Zwölf Frauen und Männer brechen auf. Elf mit dem Zug von Linz. Eine wartet in Spital am Pyhrn, wo wir um 10.30 Uhr am Bahnhof angekommen starten. Keine große Vorstellungsrunde, obwohl wir einander nicht kennen, sondern nur der Hinweis, dass wir mit einem „mentalen Gummiband“ im Gehen verbunden bleiben, also nicht auseinanderfallen. Niemand hat ein Handy oder Smartphone dabei. Das war ausgemacht. Nur zwei kleine alte Fotoapparate werden äußerst sparsam eingesetzt. Ich selber habe davon gar nichts dabei. Magdalena Holztrattner und ich haben diese Idee ausgeschrieben.  Von Innsbruck bis Wien haben sie die Leute angemeldet. Das Bedürfnis nach Offline ist groß. Auch bei mir. Es liegt in der Luft, dass wir nur dann Balance finden, wenn wir uns konsequente Distanz verschaffen (können). Zumindest zeitweise. Vier Tage in unserem Fall. Das ist unser Experiment.

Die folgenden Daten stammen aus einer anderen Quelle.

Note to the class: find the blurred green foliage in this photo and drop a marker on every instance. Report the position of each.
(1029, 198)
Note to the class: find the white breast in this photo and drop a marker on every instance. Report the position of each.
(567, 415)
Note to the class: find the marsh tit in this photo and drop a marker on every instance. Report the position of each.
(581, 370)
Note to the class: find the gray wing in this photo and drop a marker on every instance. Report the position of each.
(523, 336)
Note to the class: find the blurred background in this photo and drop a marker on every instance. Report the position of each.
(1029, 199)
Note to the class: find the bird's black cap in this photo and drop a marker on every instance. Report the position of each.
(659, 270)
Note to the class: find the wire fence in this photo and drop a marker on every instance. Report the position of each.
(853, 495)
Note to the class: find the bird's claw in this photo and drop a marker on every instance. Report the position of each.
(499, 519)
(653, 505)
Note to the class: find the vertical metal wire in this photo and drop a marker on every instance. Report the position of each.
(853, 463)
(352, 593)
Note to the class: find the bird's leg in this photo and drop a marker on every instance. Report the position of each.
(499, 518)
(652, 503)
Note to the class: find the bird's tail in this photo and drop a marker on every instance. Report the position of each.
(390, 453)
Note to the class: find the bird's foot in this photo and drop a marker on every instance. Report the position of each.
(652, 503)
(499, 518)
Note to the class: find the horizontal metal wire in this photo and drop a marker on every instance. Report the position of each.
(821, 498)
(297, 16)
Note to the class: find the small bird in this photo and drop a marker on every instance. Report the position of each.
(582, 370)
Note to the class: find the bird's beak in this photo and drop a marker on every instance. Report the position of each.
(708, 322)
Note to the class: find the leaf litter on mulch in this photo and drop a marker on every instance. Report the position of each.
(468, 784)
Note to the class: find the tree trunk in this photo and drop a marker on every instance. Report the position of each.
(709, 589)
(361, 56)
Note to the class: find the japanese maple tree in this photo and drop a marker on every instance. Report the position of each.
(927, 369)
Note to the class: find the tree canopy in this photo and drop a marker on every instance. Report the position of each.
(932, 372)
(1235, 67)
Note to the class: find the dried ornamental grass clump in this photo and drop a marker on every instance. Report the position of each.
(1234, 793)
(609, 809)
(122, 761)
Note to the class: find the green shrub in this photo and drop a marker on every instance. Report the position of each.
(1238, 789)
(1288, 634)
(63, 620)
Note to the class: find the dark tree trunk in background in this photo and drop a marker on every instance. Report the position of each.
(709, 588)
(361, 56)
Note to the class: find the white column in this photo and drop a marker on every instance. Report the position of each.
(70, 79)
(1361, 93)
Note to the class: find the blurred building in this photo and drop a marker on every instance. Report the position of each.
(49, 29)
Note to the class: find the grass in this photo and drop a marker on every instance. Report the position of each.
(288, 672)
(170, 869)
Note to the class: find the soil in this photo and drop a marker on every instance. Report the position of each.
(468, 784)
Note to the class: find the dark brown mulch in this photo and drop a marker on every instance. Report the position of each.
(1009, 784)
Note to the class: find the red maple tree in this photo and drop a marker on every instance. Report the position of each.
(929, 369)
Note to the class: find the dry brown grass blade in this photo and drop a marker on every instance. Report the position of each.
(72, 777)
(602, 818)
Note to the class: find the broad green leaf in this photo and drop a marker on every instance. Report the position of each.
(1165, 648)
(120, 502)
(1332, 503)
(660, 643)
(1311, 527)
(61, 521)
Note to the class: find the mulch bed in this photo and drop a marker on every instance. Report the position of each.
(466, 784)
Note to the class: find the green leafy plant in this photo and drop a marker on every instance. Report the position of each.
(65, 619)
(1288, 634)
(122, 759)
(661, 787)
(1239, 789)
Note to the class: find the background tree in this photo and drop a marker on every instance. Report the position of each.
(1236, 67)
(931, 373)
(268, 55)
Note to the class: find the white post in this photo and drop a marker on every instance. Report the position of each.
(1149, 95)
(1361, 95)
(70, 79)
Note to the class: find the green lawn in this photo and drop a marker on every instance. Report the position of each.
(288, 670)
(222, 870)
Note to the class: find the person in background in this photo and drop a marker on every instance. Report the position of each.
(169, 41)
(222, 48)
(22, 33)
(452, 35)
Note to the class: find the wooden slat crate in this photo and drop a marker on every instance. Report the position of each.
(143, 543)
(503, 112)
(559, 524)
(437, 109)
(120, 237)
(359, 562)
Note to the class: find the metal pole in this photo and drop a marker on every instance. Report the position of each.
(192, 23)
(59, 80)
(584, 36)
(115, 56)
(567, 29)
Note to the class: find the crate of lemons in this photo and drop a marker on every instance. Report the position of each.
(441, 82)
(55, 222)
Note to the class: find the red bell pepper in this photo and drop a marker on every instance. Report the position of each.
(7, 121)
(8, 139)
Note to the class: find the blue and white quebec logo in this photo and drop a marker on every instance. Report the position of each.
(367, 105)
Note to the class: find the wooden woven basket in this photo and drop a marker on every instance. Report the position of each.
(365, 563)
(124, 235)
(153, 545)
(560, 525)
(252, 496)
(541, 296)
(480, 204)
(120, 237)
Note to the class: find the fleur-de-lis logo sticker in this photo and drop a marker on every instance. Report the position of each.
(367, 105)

Vorweg: Es ist mehr als gelungen.

Der Benediktweg als Basis

Die Route ist schnell geschildert: Von Spital der Aufstieg bis zum Pyhrgas-Gatterl. Dort erwartet uns auf 1.300 m Schnee. Davon wird es am dritten Tag noch mehr geben. Es geht hinunter Richtung Hall. Wir halten oben noch inne: Atmen ist heute unser Grundimpuls. Atmen und schauen, ganz da sein im Hier und Jetzt. Das Wetter ist wunderschön. Beim Abstieg helfen wir einander durch den Schnee. Wir kommen ins Gespräch, in die Gespräche. Im Tal hinaus bis in das Stift Admont, wo wir um 17 Uhr eintreffen, schwingen wir zusammen. Erzählen, einfach zuhören, schweigen, gehen, Rucksack tragen. P. Ulrich vom Stift empfängt uns, führt uns zum Abendessen und gibt uns im „ZeitRaum der Stille“ die Zimmer. Wir gehen noch zum Teich und genau in diesem Moment geht die Sonne unter. Ein unglaubliches Panorama prägt sich ein, in den Kopf und das Herz, weil wir keine Fotos machen. Ausklang im nahen Gasthaus und wir spüren, dass wir schon zusammengehören. Die Abschlussrunde zeigt schon: Offline gehen geht und tut gut. Müde geht es zum Schlaf. Der erste Tag am Benediktweg liegt hinter uns. Er ist unsere „Wegbasis“ bis zum Ziel in der Abtei Seckau.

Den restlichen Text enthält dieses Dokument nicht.